Differentiable Tripartite Modularity for Clustering Heterogeneous Graphs
This work addresses the challenge of clustering higher-order relational data, which is incremental as it extends existing differentiable modularity methods from homogeneous and bipartite to tripartite graphs.
The paper tackled the problem of clustering heterogeneous graphs with three node types by introducing a differentiable tripartite modularity formulation, which enabled end-to-end community detection with linear complexity and demonstrated robust convergence on urban cadastral data.

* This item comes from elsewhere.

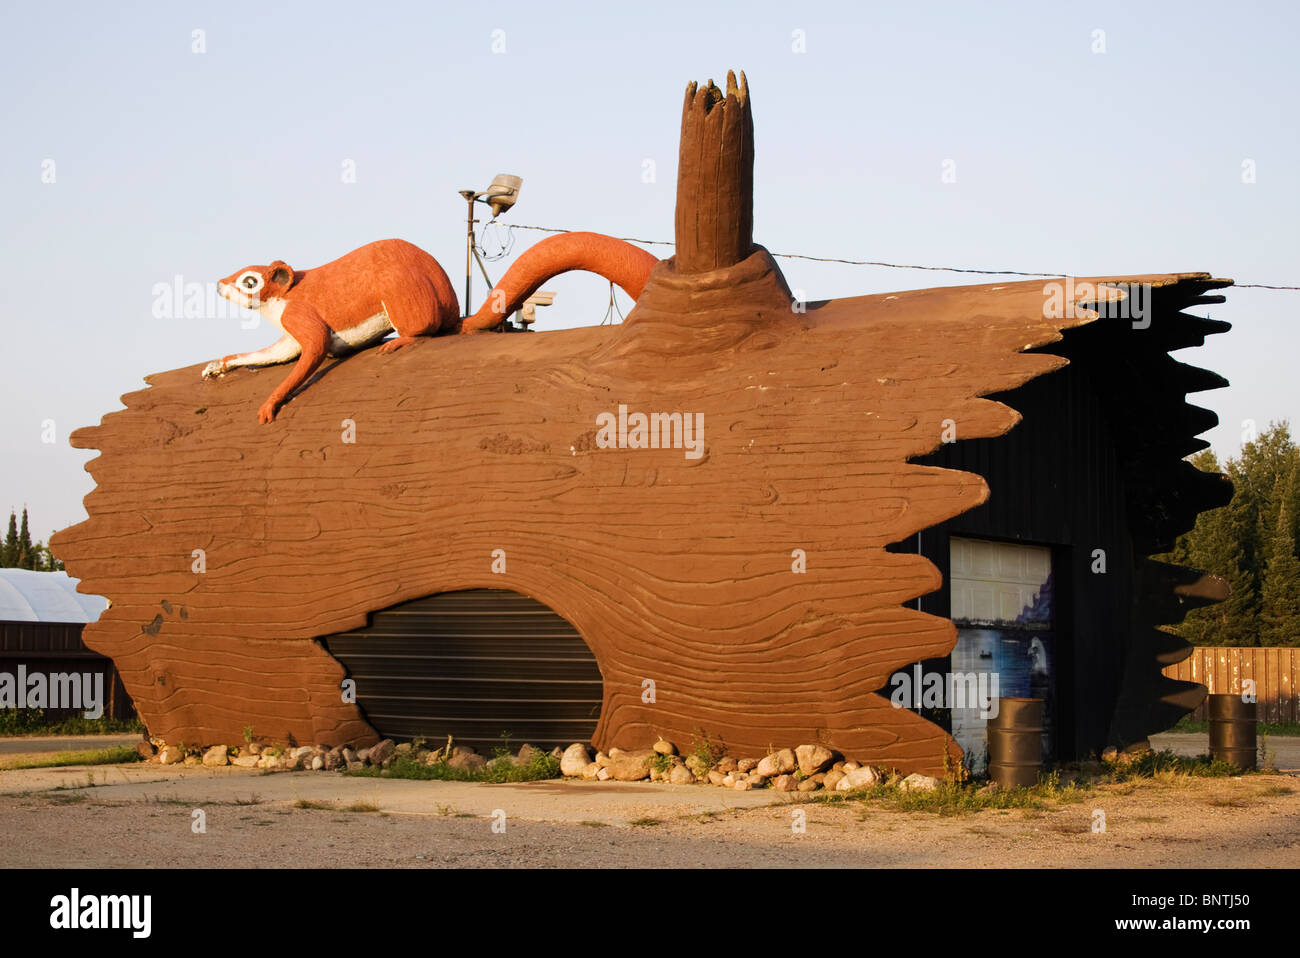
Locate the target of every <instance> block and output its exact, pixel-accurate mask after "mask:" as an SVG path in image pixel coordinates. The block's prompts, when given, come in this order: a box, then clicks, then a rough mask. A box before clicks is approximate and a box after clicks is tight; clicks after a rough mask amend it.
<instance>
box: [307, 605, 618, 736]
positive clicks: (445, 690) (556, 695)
mask: <svg viewBox="0 0 1300 958" xmlns="http://www.w3.org/2000/svg"><path fill="white" fill-rule="evenodd" d="M321 643H322V645H324V646H325V647H326V649H328V650H329V653H330V654H331V655H333V656H334V658H337V659H338V660H339V662H341V663H343V667H344V668H347V672H348V677H351V679H354V680H356V702H357V705H359V706H360V707H361V710H363V711H364V712H365V718H367V720H368V721H369V723H370V724H372V725H373V727H374V729H376V731H377V732H378V733H380V734H382V736H385V737H389V738H395V740H399V741H400V740H409V738H415V737H424V738H426V740H429V742H430V745H433V744H437V742H445V741H446V737H447V734H451V736H454V737H455V741H456V744H459V745H469V746H473V747H476V749H477V750H478V751H480V753H481V754H486V755H490V754H491V750H493V749H494V747H495V746H498V745H500V744H502V738H503V736H506V734H508V737H510V742H511V745H512V747H515V749H517V747H519V746H520V745H523V744H524V742H528V744H530V745H534V746H538V747H545V749H547V750H549V749H551V747H554V746H556V745H560V746H565V745H569V744H571V742H586V741H590V738H591V734H593V733H594V732H595V723H597V719H598V718H599V715H601V697H602V679H601V671H599V668H597V664H595V656H594V655H593V654H591V650H590V649H589V647H588V645H586V642H584V641H582V637H581V636H578V633H577V630H575V628H573V627H572V625H569V624H568V623H567V621H565V620H564V619H562V617H560V616H558V615H556V614H555V612H552V611H551V610H550V608H547V607H546V606H543V604H542V603H539V602H537V601H536V599H530V598H528V597H526V595H520V594H519V593H512V591H507V590H502V589H473V590H468V591H456V593H442V594H439V595H430V597H428V598H424V599H415V601H413V602H407V603H403V604H400V606H394V607H393V608H387V610H383V611H382V612H376V614H374V615H372V616H370V624H369V625H368V627H367V628H364V629H357V630H355V632H344V633H339V634H337V636H328V637H325V638H322V640H321Z"/></svg>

Clustering heterogeneous relational data remains a central challenge in graph learning, particularly when interactions involve more than two types of entities. While differentiable modularity objectives such as DMoN have enabled end-to-end community detection on homogeneous and bipartite graphs, extending these approaches to higher-order relational structures remains non-trivial. In this work, we introduce a differentiable formulation of tripartite modularity for graphs composed of three node types connected through mediated interactions. Community structure is defined in terms of weighted co-paths across the tripartite graph, together with an exact factorized computation that avoids the explicit construction of dense third-order tensors. A structural normalization at pivot nodes is introduced to control extreme degree heterogeneity and ensure stable optimization. The resulting objective can be optimized jointly with a graph neural network in an end-to-end manner, while retaining linear complexity in the number of edges. We validate the proposed framework on large-scale urban cadastral data, where it exhibits robust convergence behavior and produces spatially coherent partitions. These results highlight differentiable tripartite modularity as a generic methodological building block for unsupervised clustering of heterogeneous graphs.